The same thing happens when an anti-gun chief executive is elected and Democrats achieve critical mass in Congress or in statehouses. The gun industry frequently finds itself in the contradictory position of fighting alongside NRA for gun rights and Second Amendment-supporting politicians knowing that if we are successful, gun sales will likely tank. How long was there a glut of modern sporting rifles in inventory after Hillary lost? Trump’s wildly cheered, gun-owner-enabled victory nonetheless resulted in the industry’s “Trump Slump” in terms of sales.

You really don’t have to look any further than COVID-19 to see how crazy the business can be. At the very moment the economy was coming crashing down around the nation’s collective ears due to stay-at-home orders and forced closings, gun sales in March 2020 set an all-time record. Counter-intuitive? Rather.

Is there an enormous, well-funded anti-computer lobby that will sink to any depth, tell any lie and exploit any tragedy to ban computers?

No? Would the chief funder of such a lobby have the gall to seek the presidential nomination of a major party? Would the lobby see that computers are banned, not just on school property, but anywhere near a school? Would it succeed in indoctrinating children against computers? Could it get Hollywood stars not only to speak out against computers, but to depict computers and computer owners as agents of violence and evil? Would it threaten with boycotts any company tangentially associated with computers? Could such a lobby demand that elected politicians simply ignore the U.S. Constitution?
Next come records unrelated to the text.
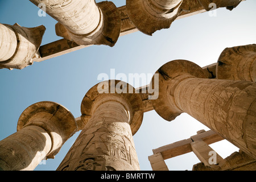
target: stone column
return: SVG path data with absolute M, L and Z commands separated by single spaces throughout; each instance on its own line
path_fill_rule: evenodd
M 219 7 L 225 7 L 228 10 L 232 10 L 240 2 L 245 0 L 199 0 L 207 11 L 210 11 Z
M 120 34 L 119 12 L 112 2 L 96 3 L 90 0 L 30 0 L 59 23 L 57 35 L 79 45 L 106 44 L 113 46 Z
M 135 27 L 148 35 L 170 28 L 183 0 L 126 0 L 128 15 Z
M 20 27 L 0 23 L 0 68 L 23 69 L 33 64 L 46 27 Z
M 256 81 L 256 44 L 225 48 L 216 67 L 217 79 Z
M 0 171 L 34 170 L 43 159 L 53 159 L 76 130 L 73 115 L 60 105 L 32 105 L 20 115 L 17 132 L 0 141 Z
M 159 96 L 151 103 L 162 117 L 172 121 L 187 113 L 256 158 L 255 83 L 204 78 L 203 69 L 186 60 L 170 61 L 156 73 Z
M 142 100 L 139 94 L 115 91 L 116 86 L 127 90 L 126 83 L 102 83 L 84 98 L 81 119 L 86 124 L 57 170 L 139 169 L 133 135 L 142 121 Z M 135 93 L 134 88 L 131 91 Z

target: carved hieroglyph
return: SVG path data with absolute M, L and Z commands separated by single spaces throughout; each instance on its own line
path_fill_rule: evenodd
M 149 35 L 170 28 L 177 17 L 183 0 L 126 0 L 128 15 L 135 27 Z
M 255 82 L 204 78 L 203 69 L 186 60 L 170 61 L 157 73 L 159 96 L 151 103 L 162 117 L 187 113 L 256 158 Z
M 77 130 L 73 115 L 52 102 L 40 102 L 20 115 L 17 132 L 0 141 L 0 171 L 34 170 L 42 159 L 54 158 Z
M 216 67 L 217 79 L 256 81 L 256 44 L 225 48 Z
M 114 85 L 120 82 L 114 80 Z M 139 95 L 99 94 L 97 88 L 84 98 L 81 118 L 89 119 L 57 170 L 139 170 L 133 135 L 142 121 Z
M 21 69 L 32 65 L 45 31 L 43 26 L 26 28 L 0 23 L 0 68 Z
M 59 22 L 57 35 L 79 45 L 113 46 L 119 36 L 121 19 L 112 2 L 96 4 L 92 0 L 30 0 L 36 6 L 43 3 L 46 13 Z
Does a memo from a governmental agency determine if your computer is suddenly restricted or illegal to sell?

What if you spent years developing a product, came up with prototypes, tested and retested it at great cost, then introduced your product to the market only to have it suddenly restricted or even banned because a bureaucrat decided to write a memo changing the interpretation of a regulation? You could be bankrupted with the stroke of a pen. Sorry, but all the marketing skill in the world wouldn’t help if the product you were marketing were suddenly deemed verboten.
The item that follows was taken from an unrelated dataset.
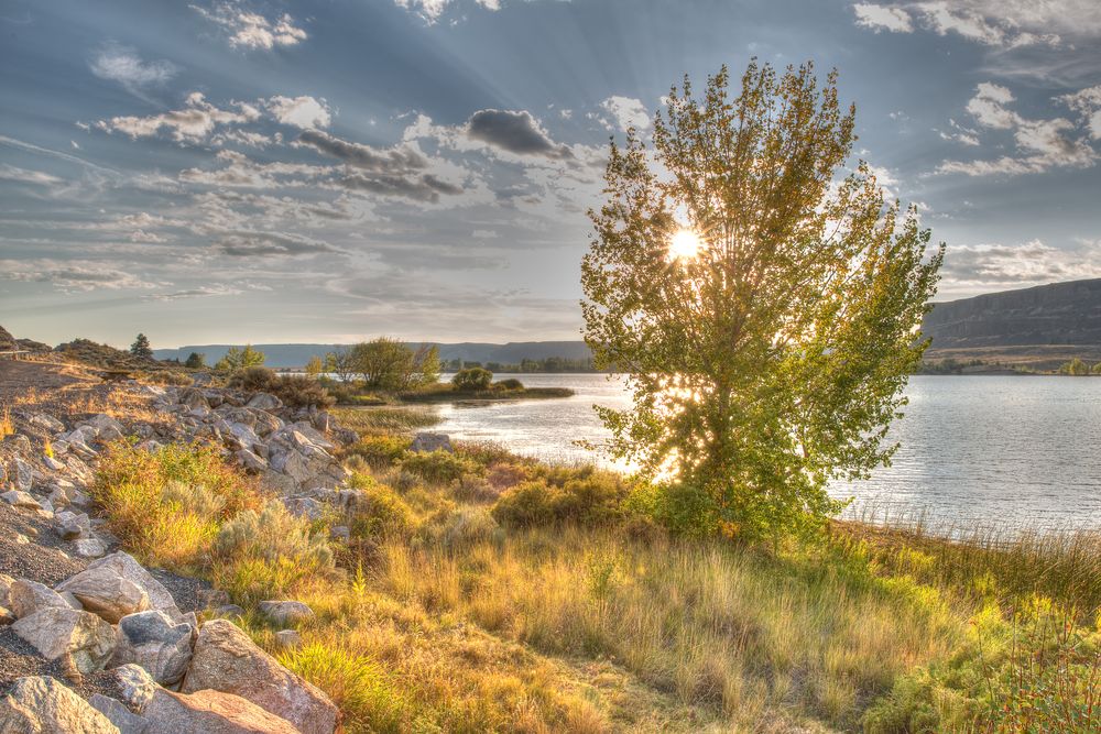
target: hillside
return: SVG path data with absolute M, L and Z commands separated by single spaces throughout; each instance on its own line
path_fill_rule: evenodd
M 220 360 L 231 344 L 193 344 L 178 349 L 157 349 L 154 353 L 159 360 L 186 360 L 192 352 L 206 354 L 207 364 Z M 262 351 L 268 366 L 288 368 L 302 366 L 312 357 L 325 357 L 339 344 L 253 344 Z M 453 344 L 436 344 L 439 347 L 439 358 L 445 362 L 460 359 L 466 362 L 501 362 L 516 364 L 521 360 L 541 360 L 549 357 L 578 360 L 591 354 L 584 341 L 513 341 L 506 344 L 482 342 L 459 342 Z
M 928 360 L 980 359 L 1048 370 L 1101 359 L 1101 278 L 1053 283 L 937 304 L 923 331 Z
As I said, a veteran businessman coming over from another industry would have trouble lasting in the gun business. It is not like other businesses in the durability of the product, the historical importance of the product, the emotional attachment to the product, the political passions—both pro and con—aroused by the product and mutable government regulation of the product. If this marketing guy (I really don’t remember his name, having immediately torn up his business card) wasn’t able to trace the very steep learning curve, he was going to regret trading silicon for gun steel.